Throughout the novel the root of Cora’s problem: she possesses a sharp tongue, but a profound lack of happiness. Of Sam’s erotic photo, Cora critiques, “he has clenched his abs and made sure he was hard, but has not cleared the frame of Crocs”. Given that the catalyst that killed their fun was parenthood, readers may fret about what these idiots are doing to their children. As her daughter inquires about sex, the adults fumble. They start with babies then acknowledge that sex serves other purposes. The father references male anatomy then concedes that one isn’t required. Finally, he lands on, “you know genitals?”

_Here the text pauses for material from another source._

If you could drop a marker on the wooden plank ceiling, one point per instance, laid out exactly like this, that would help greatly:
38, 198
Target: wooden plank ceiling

Beneath the story flows a quiet theme of familiar middle-age questions: is there purpose to our existence? Where do we go after death? These themes are more directly explored in Cora’s imagined conversations. Reading these exchanges, the reader may ponder what lesson Cora and her cynical lot would take from their disappointing dramas. Would Cora grow more receptive of life’s flawed pleasures, its sentimental delights? When Eliot asks about her affair in the middle of a podcast about rope, Cora thinks “every serious exchange is undermined by its particulars”. Some might say enhanced. But that’s not Cora, and the author refuses to grant her character false epiphanies, or stretch her where she is unable to go.

A Final Appraisal

This is an incisive, hilarious, finely observed novel, crafted with such withering exactitude. It is absolutely aware of itself, spare and brimming with subtext: a portrait of an anxious, loin-girding generation entering midlife, perpetually self-conscious, at once afraid of and desperate for sensation. Perhaps this is solely a metropolitan trait. For the sake of argument, we'll assume so.

Benjamin Jennings
Benjamin Jennings

Lena is a tech journalist and digital strategist with over a decade of experience covering emerging technologies and their impact on society.